The story of Empty Mansions


The No. 1 New York Times bestseller, Empty Mansions: The Mysterious Life of Huguette Clark and the Spending of a Great American Fortune, was named one of the best nonfiction books of the year at Goodreads, and Barnes & Noble. One of New York Times critic Janet Maslin’s 10 favorite books of the year. On the bestseller list in Los Angeles for 35 weeks. Coming to theaters in a Hollywood film.

Empty Mansions is now available in four flavors: hardcover, paperback, e-book, and also the audiobook containing about 20 minutes of audio of Huguette and her cousin Paul in conversation.  See the "buy the book" page for ordering information.

All forms of the book now include updates on the settlement of the Clark estate. Updates are also on the NBC News page at Also see there an archive of all of NBC's Huguette Clark stories.

Empty Mansions debuted at No. 1 on The New York Times bestseller list for e-books, and No. 4 for hardcover books, for the week ending Sept. 14, 2013. It has been on the New York Times bestseller list for 13 weeks, and on the Los Angeles Times bestseller list for 37 weeks. Empty Mansions also appeared on bestseller lists from Publishers Weekly, Indie Bound independent booksellers, National Public Radio, The Wall Street Journal, USA Today and Maclean’s magazine in Canada.

Empty Mansions is a rich mystery of wealth and loss, connecting the opulence of the 19th century's Gilded Age with a 21st century battle over a $300 million inheritance. At its heart is heiress Huguette Clark, a woman so secretive that, when she died at age 104, no new photograph of her had been seen for decades. Her father, W.A. Clark, was born in a log cabin, discovered incredible riches in copper in Montana territory after the Civil War, was thought to be as rich as Rockefeller, founded Las Vegas and was pushed out of the U.S. Senate for bribery.

Huguette held a ticket on the Titanic and was still alive in New York City long after 9/11. She grew up in the largest house in New York City, a remarkable dwelling with 121 rooms for a family of four. She owned paintings by Degas and Renoir, a Stradivarius violin, and a vast collection of antique dolls. But wanting more than treasures, she lived out her last 20 years in a simple hospital room, devoting her wealth to her art and buying gifts for friends and strangers.

Pulitzer Prize-winner and NBC News investigative reporter Bill Dedman stumbled onto the story of eccentricity and inherited wealth in 2010, discovering that Huguette’s fantastic homes in Santa Barbara, Connecticut and New York City were unoccupied but still maintained by servants.

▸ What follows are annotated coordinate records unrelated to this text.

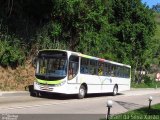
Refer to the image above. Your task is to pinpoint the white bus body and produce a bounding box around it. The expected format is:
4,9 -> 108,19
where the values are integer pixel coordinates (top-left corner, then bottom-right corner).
34,50 -> 131,98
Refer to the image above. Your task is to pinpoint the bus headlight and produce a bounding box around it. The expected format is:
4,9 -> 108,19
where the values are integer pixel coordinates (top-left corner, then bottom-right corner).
54,81 -> 66,87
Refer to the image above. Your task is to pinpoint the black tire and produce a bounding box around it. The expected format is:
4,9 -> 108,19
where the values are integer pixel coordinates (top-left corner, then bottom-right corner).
112,85 -> 118,96
78,85 -> 86,99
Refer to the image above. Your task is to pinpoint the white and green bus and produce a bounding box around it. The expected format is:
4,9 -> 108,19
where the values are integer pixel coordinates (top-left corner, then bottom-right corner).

Dedman co-wrote the book with Huguette’s cousin Paul Clark Newell Jr., one of the few relatives to have conversations with her.

Dedman and Newell tell a fairy tale in reverse: the bright, talented daughter, born into a family of extreme wealth and privilege, who secrets herself away from the outside world.

The Clark family story spans nearly all of American history in three generations, from a log cabin in Pennsylvania to mining camps in the Montana gold rush, from backdoor politics in Washington to a distress call from an elegant Fifth Avenue apartment. The same Huguette who was touched by the terror attacks of 9/11 held a ticket nine decades earlier for a first-class stateroom on the second voyage of the Titanic.

Empty Mansions reveals a complex portrait of the mysterious Huguette and her intimate circle. We meet her extravagant father, her publicity-shy mother Anna, her star-crossed sister, her French boyfriend, her nurse who received more than $30 million in gifts, and the relatives fighting to inherit her copper fortune.

Empty Mansions draws a rich portrait from conversations with Huguette, her personal papers and the testimony of her inner circle. Updated with the outcome of the court battle for her estate, Empty Mansions tells an enthralling story of an eccentric of the highest order, a last jewel of the Gilded Age who lived life on her own terms.


Bill Dedman

Bill Dedman introduced the public to heiress Huguette Clark and her empty mansions through his series of narratives for NBC News, which became the most popular feature in the history of its website, topping 110 million page views. All the NBC News stories, videos and photos on the mystery of Huguette Clark are at Bill received the 1989 Pulitzer Prize in investigative reporting while writing for The Atlanta Journal-Constitution. He has written for The New York Times, The Washington Post, and The Boston Globe.

Paul Clark Newell Jr.

Paul Clark Newell Jr., a cousin of Huguette Clark, has researched the Clark family history for 20 years. His father and Huguette were first cousins.

Paul shared many conversations over nine years with Huguette about her life and family. Excerpts of those conversations can be heard in the audio version of Empty Mansions.

Paul received on Huguette's orders a rare private tour of Bellosguardo, her mysterious unused estate overlooking the Pacific Ocean in Santa Barbara.